In 2001 Dave Winer built a website called The Two Way Web, which articulates a vision of publishing where the “content and the editing environment (are) totally integrated”. My vision of the “Read/Write Web” is similar, but I like the read/write metaphor for a couple of reasons. Firstly I like to read books and I enjoy the art of writing. The other reason is that read/write as applied to the computer industry traditionally means “capable of being displayed (read) and modified (written to)”. For example a floppy disk drive. So the term “read/write” cuts across both computing and journalism/literature.
In the early 90’s Tim Berners-Lee envisaged an editable browser that would not only allow people to surf the web, but to modify it. First Mosaic, then Netscape, then Microsoft all produced web browsers that accomplished the browsing part – but did not allow editing. The browser manufacturers also made it difficult for people to publish to the web because each browser had its own web standards, which were incompatible with each other.
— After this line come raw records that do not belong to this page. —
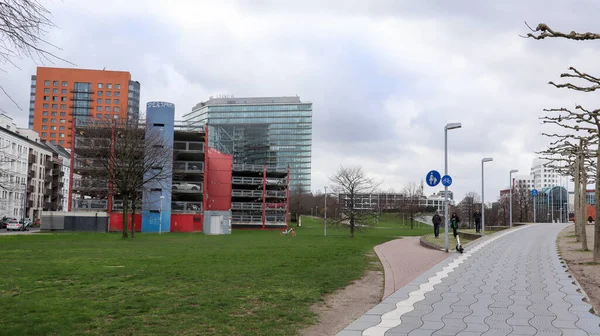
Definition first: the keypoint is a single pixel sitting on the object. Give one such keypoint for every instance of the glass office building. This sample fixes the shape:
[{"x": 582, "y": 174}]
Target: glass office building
[{"x": 271, "y": 131}]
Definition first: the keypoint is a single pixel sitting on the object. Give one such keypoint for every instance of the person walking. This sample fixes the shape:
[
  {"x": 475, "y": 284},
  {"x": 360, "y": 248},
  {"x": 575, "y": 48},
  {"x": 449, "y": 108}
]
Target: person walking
[
  {"x": 454, "y": 220},
  {"x": 436, "y": 220},
  {"x": 477, "y": 218}
]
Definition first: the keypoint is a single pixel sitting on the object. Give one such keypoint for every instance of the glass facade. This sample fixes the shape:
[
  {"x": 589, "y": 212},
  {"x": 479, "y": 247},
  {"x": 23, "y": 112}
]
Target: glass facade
[{"x": 276, "y": 132}]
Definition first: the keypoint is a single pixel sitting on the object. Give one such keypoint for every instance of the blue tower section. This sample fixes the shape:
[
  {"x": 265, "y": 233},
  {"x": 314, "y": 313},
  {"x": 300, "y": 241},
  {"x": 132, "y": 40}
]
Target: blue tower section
[{"x": 160, "y": 117}]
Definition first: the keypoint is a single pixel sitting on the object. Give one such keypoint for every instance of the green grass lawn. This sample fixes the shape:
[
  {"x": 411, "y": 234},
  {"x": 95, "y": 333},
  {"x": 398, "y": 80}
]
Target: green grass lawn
[{"x": 247, "y": 283}]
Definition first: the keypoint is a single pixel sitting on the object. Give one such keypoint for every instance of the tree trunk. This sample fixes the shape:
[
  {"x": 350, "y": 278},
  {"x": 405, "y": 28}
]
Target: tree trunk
[
  {"x": 597, "y": 223},
  {"x": 577, "y": 198},
  {"x": 125, "y": 219},
  {"x": 133, "y": 219}
]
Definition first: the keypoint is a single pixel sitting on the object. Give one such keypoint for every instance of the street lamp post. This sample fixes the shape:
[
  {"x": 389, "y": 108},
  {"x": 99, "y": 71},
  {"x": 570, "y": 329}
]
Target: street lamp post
[
  {"x": 449, "y": 126},
  {"x": 484, "y": 160},
  {"x": 510, "y": 186},
  {"x": 325, "y": 216},
  {"x": 160, "y": 219}
]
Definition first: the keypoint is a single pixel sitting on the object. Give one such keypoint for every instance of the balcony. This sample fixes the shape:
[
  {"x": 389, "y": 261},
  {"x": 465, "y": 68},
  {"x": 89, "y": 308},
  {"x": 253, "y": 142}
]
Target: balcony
[
  {"x": 188, "y": 167},
  {"x": 188, "y": 146},
  {"x": 186, "y": 187},
  {"x": 246, "y": 193},
  {"x": 186, "y": 206}
]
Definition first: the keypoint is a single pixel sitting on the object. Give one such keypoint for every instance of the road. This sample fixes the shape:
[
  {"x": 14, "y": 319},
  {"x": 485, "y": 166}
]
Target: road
[
  {"x": 3, "y": 232},
  {"x": 510, "y": 283}
]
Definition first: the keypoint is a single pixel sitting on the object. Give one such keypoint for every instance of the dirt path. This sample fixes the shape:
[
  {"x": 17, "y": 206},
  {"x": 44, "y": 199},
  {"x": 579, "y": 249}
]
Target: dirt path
[{"x": 580, "y": 263}]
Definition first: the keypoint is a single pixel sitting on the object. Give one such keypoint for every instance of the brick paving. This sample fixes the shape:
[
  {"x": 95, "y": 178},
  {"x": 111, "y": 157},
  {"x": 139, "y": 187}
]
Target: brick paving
[
  {"x": 404, "y": 260},
  {"x": 509, "y": 283}
]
If a non-technical person wanted to publish to the web in the 90’s, they had to use a separate tool to the browser – such as Microsoft Frontpage. Then there was a technical learning curve to overcome. OK so HTML isn’t hard to learn, but throw in curveballs such as conflicting browsers, quirky webpage creation tools (Frontpage webbots anyone?) and competing usability ideologies being preached by the likes of Jakob Nielson and David Siegel. You begin to see that “writing” to the web wasn’t as easy as it could have been, and certainly fell short of what Tim Berners-Lee envisaged.
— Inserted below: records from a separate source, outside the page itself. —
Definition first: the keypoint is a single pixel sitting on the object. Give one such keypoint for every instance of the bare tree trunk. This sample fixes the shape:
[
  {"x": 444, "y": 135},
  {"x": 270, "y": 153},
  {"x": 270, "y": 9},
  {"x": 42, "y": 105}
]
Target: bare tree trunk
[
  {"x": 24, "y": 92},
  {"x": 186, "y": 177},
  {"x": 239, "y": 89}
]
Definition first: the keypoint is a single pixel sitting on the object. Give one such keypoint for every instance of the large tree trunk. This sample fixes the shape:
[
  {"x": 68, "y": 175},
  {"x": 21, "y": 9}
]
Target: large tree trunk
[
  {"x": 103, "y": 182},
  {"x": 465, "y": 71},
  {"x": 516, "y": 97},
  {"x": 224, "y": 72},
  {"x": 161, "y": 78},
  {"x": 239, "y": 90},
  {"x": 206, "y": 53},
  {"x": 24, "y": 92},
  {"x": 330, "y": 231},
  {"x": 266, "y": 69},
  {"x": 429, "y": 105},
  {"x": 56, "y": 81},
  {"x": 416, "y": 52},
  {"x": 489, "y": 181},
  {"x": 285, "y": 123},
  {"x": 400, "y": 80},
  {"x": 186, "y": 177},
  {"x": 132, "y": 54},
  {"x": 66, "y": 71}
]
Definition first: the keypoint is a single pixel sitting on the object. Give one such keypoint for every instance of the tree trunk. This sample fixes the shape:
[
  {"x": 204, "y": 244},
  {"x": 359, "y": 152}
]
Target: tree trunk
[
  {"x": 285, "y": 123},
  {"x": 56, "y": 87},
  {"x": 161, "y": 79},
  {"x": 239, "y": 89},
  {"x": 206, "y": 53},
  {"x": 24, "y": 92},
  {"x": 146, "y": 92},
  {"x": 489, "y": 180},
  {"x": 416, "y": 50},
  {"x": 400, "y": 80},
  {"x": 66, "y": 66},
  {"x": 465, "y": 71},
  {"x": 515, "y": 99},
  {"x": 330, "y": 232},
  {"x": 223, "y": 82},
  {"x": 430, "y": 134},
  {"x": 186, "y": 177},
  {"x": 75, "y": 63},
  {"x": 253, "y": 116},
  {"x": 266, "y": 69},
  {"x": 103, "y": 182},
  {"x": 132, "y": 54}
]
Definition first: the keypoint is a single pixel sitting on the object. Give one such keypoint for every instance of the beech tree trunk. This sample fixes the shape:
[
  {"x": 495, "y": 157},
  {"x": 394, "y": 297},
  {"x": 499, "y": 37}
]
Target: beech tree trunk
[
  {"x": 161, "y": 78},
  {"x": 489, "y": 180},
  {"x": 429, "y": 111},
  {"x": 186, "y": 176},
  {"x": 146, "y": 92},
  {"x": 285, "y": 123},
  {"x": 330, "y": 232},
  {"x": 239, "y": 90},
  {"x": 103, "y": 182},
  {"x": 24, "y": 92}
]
It has only been in the past couple of years, with the advent of weblogs, that an easy method of publishing to the web has become available. Products like Radio Userland, Movable Type and Blogger help people set up a web presence by giving them templates to enter their content into and a simple “point and click” method of publishing it. With weblogs, ordinary people now have the opportunity to contribute their thoughts and opinions to the World Wide Web, in conjuntion with browsing the web. We are approaching a read/write web.
The Read/Write Web isn’t just about being able to publish writing though, it is also about an increased ability for ordinary people to interact and transact with websites. For example most corporate websites used to be brochureware sites. Information the company presented on their website was one-dimensional and similar to a printed brochure. In the past few years, company websites have evolved so that users can interact with the site and (the next step up) transact with it. For example, on my telephone company’s website I can now view the details of my telephone bill and request a new phone line via an online form. This is another example of being able to “write” to the web – my online relationship with my phone company is two-way.
The Read-Write Web is being enhanced by new XML technologies such as RSS. I can subscribe to various RSS “feeds” from my favourite weblogs like Dave Winer’s Scripting News and Jon Udell’s Radio. This is what is called “Publish/Subscribe” – Dave and Jon publish their content via an RSS feed, and I subscribe to it via a news aggregator such as Feedreader. There are many other XML technologies that promote the Read-Write Web – such as content management systems, RDF, IM, OPML. I will explore these in more detail in future articles on my weblog.
The Read/Write Web means that ordinary people can now easily publish their 2 cents to the World Wide Web. A corollary of this is increased sources of information to read on the web. Previously people got their news and information from sources such as newspapers and magazines. Now people can get their information ‘straight from the horses mouth’, in addition to traditional media. The Read/Write Web encourages people to broadcast their specialist knowledge so that anyone can tune into it – witness the recent popularity of lawyer and librarian weblogs.
The web is now much like the CD Writer found in most modern computer desktop packages. It can be browsed and read, plus written and recorded to. With weblogs and other XML technologies, we can easily publish information to the web and interact with other websites. The Read/Write Web is the next generation of web publishing, and we’re in the middle of creating it!